How To Avoid Enabling A Child With Anxieties

If only I knew 14 or 15 years ago what I know now about raising a child with anxieties.

Our first-born, now 20, had bouts of anxiety from as early as I can remember - infancy, really - and they grew more and more paralyzing as he grew into elementary-school age.

When he was in kindergarten, there was a light bulb flickering in the school gym during PE for over a month, and he would freak the freak out so hard they’d have to send him to the counselor’s office during PE time until they could get maintenance down there to change that damn bulb.

How To Avoid Enabling A Child With Anxieties | Bring Mommy A Martini

My son was so petrified of vomiting, he’d shake me awake in the middle of the night almost every night to ask me if I thought he might have a stomach virus, and he wouldn’t eat meat for years because he was terrified it would be undercooked.

He didn’t go upstairs by himself from second through fifth grade.

As someone who’s had my own share of anxieties throughout my life, you’d think I’d have been better equipped at parenting an anxious child, but no.

I didn’t have the same “nervy” or “neurotic” behaviors as my son had as a child, so I didn’t have the “how did MY mom and dad handle this?” to use as a reference.

We tried. We really did.

We’d run through the whole gamut of emotions and reactions to his fears.
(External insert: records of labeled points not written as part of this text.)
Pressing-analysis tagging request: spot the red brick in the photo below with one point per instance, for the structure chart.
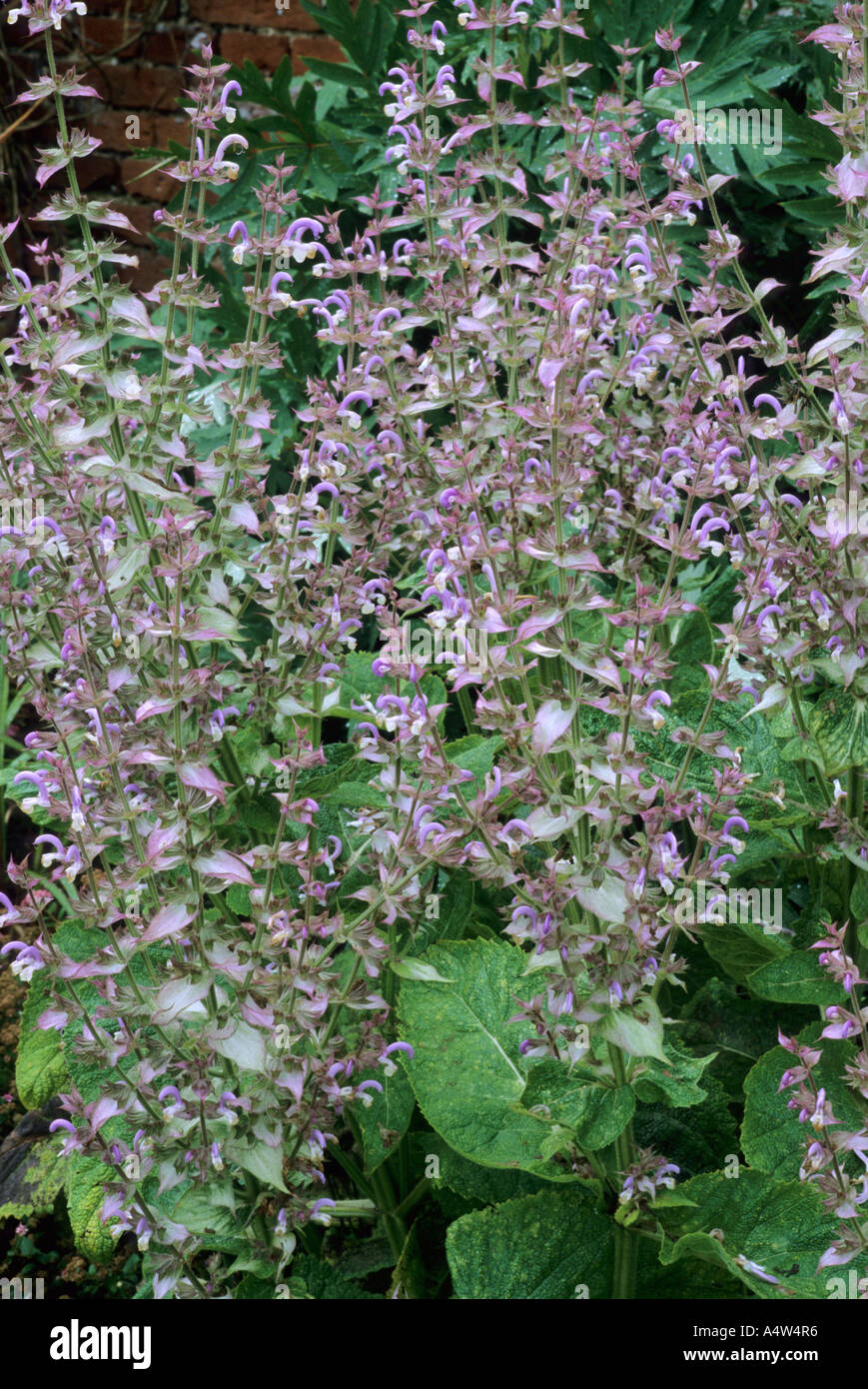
(171, 128)
(319, 46)
(142, 180)
(141, 214)
(98, 170)
(170, 46)
(110, 127)
(132, 88)
(145, 275)
(138, 7)
(264, 50)
(259, 14)
(102, 34)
At first, we showed understanding and empathy.  We would coax him gently to face the discomfort of those fears.

Then, as he’d push back against our encouragement, and tensions would rise, we’d grit our teeth a little and use slightly more firm verbiage.

Then we’d grow frustrated and tired and we would just want him to go up-the-effing-stairs, or eat the effing meat, or sit in the effing gym for effing PE for eff’s sake.

Trying to find that fine line of balancing understanding and empathy for an anxious child, and making sure you’re not coddling or enabling is a tough act.

I learned a few things throughout the years parenting this child of mine, who is not a child anymore at all.

And we’re having to employ some of those lessons learned the first go-round because our younger son has some bouts, although not nearly as severe or as frequent as his brother.

This second child’s anxieties rear their head when it comes to large crowds.

Like birthday parties.

He hates them. He’s always hated them.

What six-year-old doesn’t want to go to a birthday party?

Mine didn’t. And at 11, he still doesn’t.

The crowds… the chaos. It makes him bananas.

He’s never even had a birthday party of his own. We’ve had neighborhood friends over, just to sing and share birthday cake, but even that is kept small.

I’ll admit that the advice below is just as much for me as it is for you. Just because I know what I should do as a mom, doesn’t mean that I always do it.

It’s hard to always follow through when you’re a mom of an anxious child.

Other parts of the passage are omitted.